Unanswered Questions of Big Data Christian Colen

Unanswered Questions of Big Data

share this

Integrating big data into public diplomacy is easier said than done. The ability to draw meaningful conclusions relies on being able to trust the data collected and the process by which it was created. If we dive a little deeper into the process of collecting big data, we find that there are numerous difficulties with assessing the reliability of big data. Here are some of the most pressing questions about using big data.


How do you ensure that the data collected represents a target audience?


Short answer? You can’t. Twitter, unfortunately, is not a science. Neither is Facebook, or any other social media. There’s no scientific requirement that the Twittersphere represent a perfect microcosm of the general population that will regularly tweet out their opinions on current events. In reality, internet participation and penetration rates are much higher in wealthier countries. We can’t assume that people on social media are necessarily representative.

Additionally, the substance of big data is comprised of tweets, posts, and other content. Personality traits, internet access, language barriers, and other factors may contribute to why a person chooses to participate in an online dialogue, and the confluence of those factors creates a selection bias. The only data available comes from people who have access to a social networking account, and feel strongly enough about an issue to tweet or post about it. That’s problematic when it comes to gathering data

But even if there were a way to ensure that every person in the world created social media accounts and regularly tweeted out their opinions, social networking sites often fall prey to confirmation biases. Put simply, social media users more often choose to follow and like pages that they agree with. For government agencies hoping to engage with a particular target audience, this is problematic. Any data gathered on Facebook pages is likely to skew positively, since it’s less likely to be seen by someone who is inclined to disagree with it. Even when using a paid ad, Facebook and Twitter use algorithms that purposefully show users content they’re likely to agree with. On Twitter if you see a promoted tweet that you dislike, you can request not to see any more of those kind of tweets. In most cases (marketing, primarily), that would be a positive, but when it comes to seeking the input of people who disagree with you, Facebook and Twitter algorithms are an additional hurdle.


Is there a way to measure the demographics of the people interacting with content?


As of right now, it’s pretty difficult. And without the context of the raw data, conclusions are substantially more difficult to draw.

On Twitter, for example, if you wanted to know the ages, genders, and country of origin of your followers, it would be nearly impossible to figure out. Given that a recent study found that approximately 15% of Twitter accounts were bots, information about the location of likes and tweets would be especially salient. Unlike Facebook profiles, which most often feature full names, previous work places, approximate location, and education history, Twitter users’ profiles usually reveal scant amounts of information. Even on Facebook, the process of going through and coding every user who liked a post for demographic information would be tedious and time consuming. As of yet, there is no computer program capable of doing this.


What conclusions can be drawn from big data measurements? And what conclusions can’t?


The answer to life the universe and everything unfortunately cannot be found hiding somewhere in big data.

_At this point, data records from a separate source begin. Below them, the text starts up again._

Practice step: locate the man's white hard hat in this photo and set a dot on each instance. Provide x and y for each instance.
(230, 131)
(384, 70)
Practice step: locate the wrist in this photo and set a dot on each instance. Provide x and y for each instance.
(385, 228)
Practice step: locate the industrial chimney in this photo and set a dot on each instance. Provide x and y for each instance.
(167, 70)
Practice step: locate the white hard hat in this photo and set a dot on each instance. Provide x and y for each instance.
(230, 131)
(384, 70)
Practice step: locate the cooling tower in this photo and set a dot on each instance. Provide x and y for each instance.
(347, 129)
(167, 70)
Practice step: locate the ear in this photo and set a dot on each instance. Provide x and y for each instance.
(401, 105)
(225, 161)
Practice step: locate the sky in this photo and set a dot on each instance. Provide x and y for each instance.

The divide between the digital world and the real world necessarily limits the conclusions we can draw from big data information. Digital action doesn’t necessarily correspond to real world change. For example, a strong condemnation of a political event on Facebook that gets 500 likes may only result in one or two phone calls to elected officials. While it’s occasionally possible to retroactively draw a link between online activity and real world action, there is no way to guarantee that a tweet today will change the world tomorrow. Public diplomats should be careful to acknowledge the limitations of what digital data can tell them.

Big data can often reveal obvious trends, like “President Trump’s most recent tweet had 30,000 retweets,” or “The State Department Post about Jerusalem had more angry reactions than other posts.” But in order for those raw numbers to have meaning, they need context. Did people retweet because they agreed or because they disagreed with the tweet? If there are a lot of angry reactions, how can we clarify what exactly people are angry about? Measures like retweets and likes are disappointingly unspecific, and as of yet, there’s no foolproof way to fully interpret what they mean.

One area where big data can be valuable is in identifying overall trends. Again, the source of the information should be taken into account, but understanding differences and similarities across countries and regions can help public diplomats to craft and promote effective policies in different regions of the world. The value of big data lies not in the details and the minutia, but in its ability to identify patterns in extremely large sets of data.